Development software

Flare3D is a framework for developing interactive three-dimensional (3D) graphics within Adobe Flash Player, Adobe Substance and Adobe AIR, written in ActionScript 3. Flare3D includes a 3D object editor (the Flare3D IDE) and a 3D graphics engine for rendering 3D graphics. Flare3D runs on current web browsers utilizing the Adobe Flash Player, and uses Stage3D for GPU-accelerated rendering. Flare3D has not been under active development since late 2014.
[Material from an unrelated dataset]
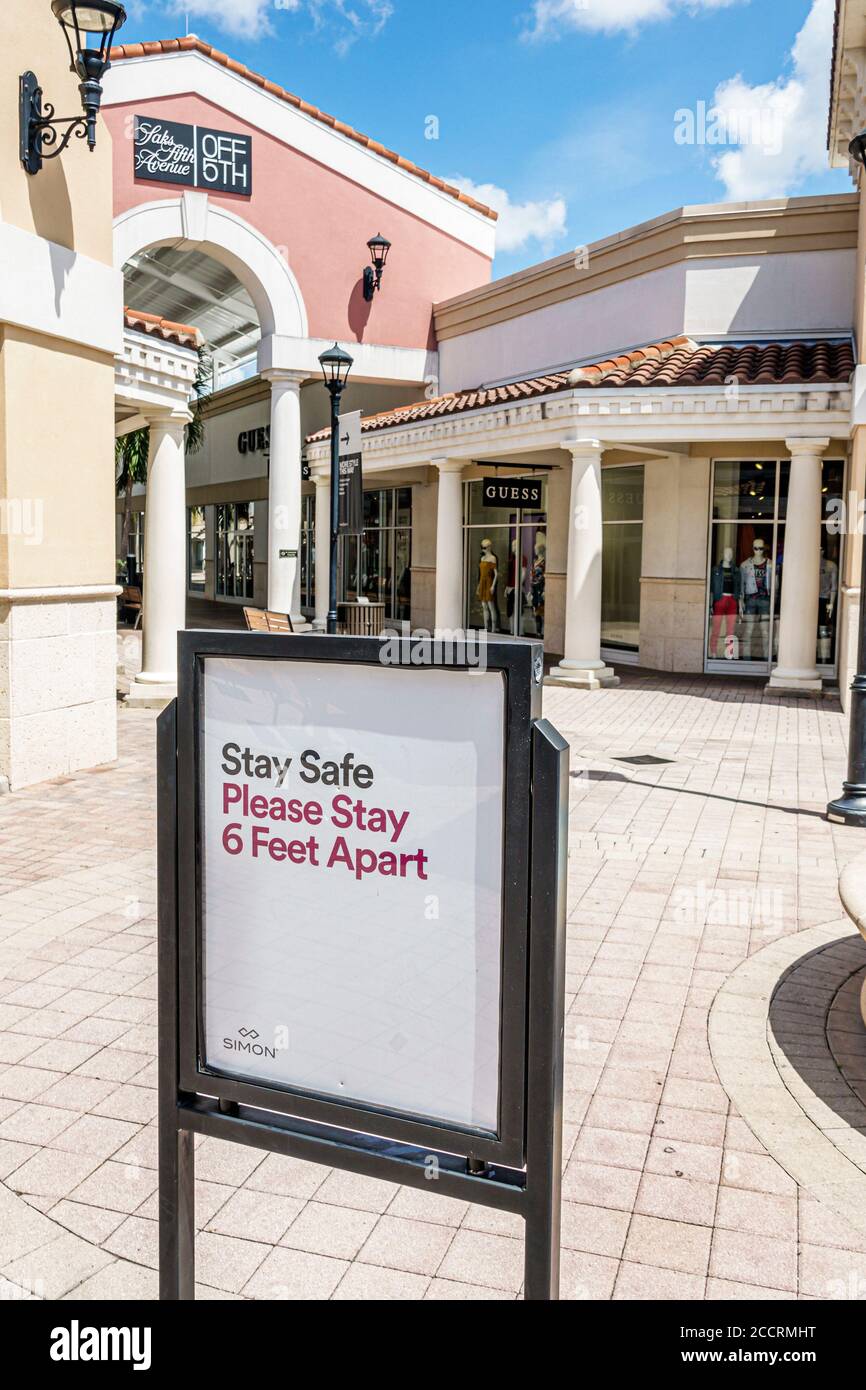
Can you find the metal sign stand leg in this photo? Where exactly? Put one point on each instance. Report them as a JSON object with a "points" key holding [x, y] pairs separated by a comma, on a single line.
{"points": [[177, 1151], [546, 1011]]}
Flare3D has been used to develop popular browser-based video games such as FarmVille 2 and CityVille 2. Flare3D is one of the first frameworks to make GPU-accelerated 3D applications practical for web browsers, and is similar in purpose and design to Away3D. Flare3D has been used to create 3D models in online applications, such as Space Designer 3D.

The Flare3D platform consists of a 3D world editor, a runtime engine, and a collection of plug-ins for various applications.
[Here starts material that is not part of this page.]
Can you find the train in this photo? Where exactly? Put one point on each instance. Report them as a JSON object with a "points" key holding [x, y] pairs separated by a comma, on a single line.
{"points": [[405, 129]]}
The 3D editor may be used to lay out 3D objects, and to generate compressed Flare3D binary packages of 3D models. Such 3D models and animations may be imported from third-party programs such as Autodesk 3ds Max, or Autodesk Maya, or other mesh-based 3D modeller. The 3D runtime engine is typically supplied as a closed-source SWC package, although small portions are released on the GitHub open-source website.

The Flare3D engine uses Stage3D for GPU-accelerated rendering, and contains support for rigid body physics, skeletal animations, and a proprietary GPU-shader language known as FLSL (Flare3D Shader Language). The engine also integrates with FLARToolkit (for augmented reality), Away Physics (from Away3D) and Starling (an Adobe project).

The Flare3D plug-in for Autodesk 3ds Max is provided for free, and enables one-click exporting of a 3D model from 3ds Max to the Flare3D file format. Animation data is also exported, for "Hierarchical" and "Skinned"-based animations. Texture data is automatically converted from unsupported formats to JPG and PNG formats which are supported by the Flare3D engine.

Flare3D has online help and a collaboratively-edited Wiki, forums, tutorials, examples, and documentation.

== List of games ==
Flare3D is used in a number of commercial browser-based Flash video games.
- Dimensional Drift (by Cartoon Network)
- NetGuys (by Vodafone)
- CityVille 2 (by Zynga)
- FarmVille 2 (by Zynga)
- Chase Life (by Maruti Suzuki, ad advergame for the Alto K10)
- Heroica Fortraan (by Lego)
- Monster Fighters (by Lego)
- Sherwood Dungeon (a 3D MMORPG)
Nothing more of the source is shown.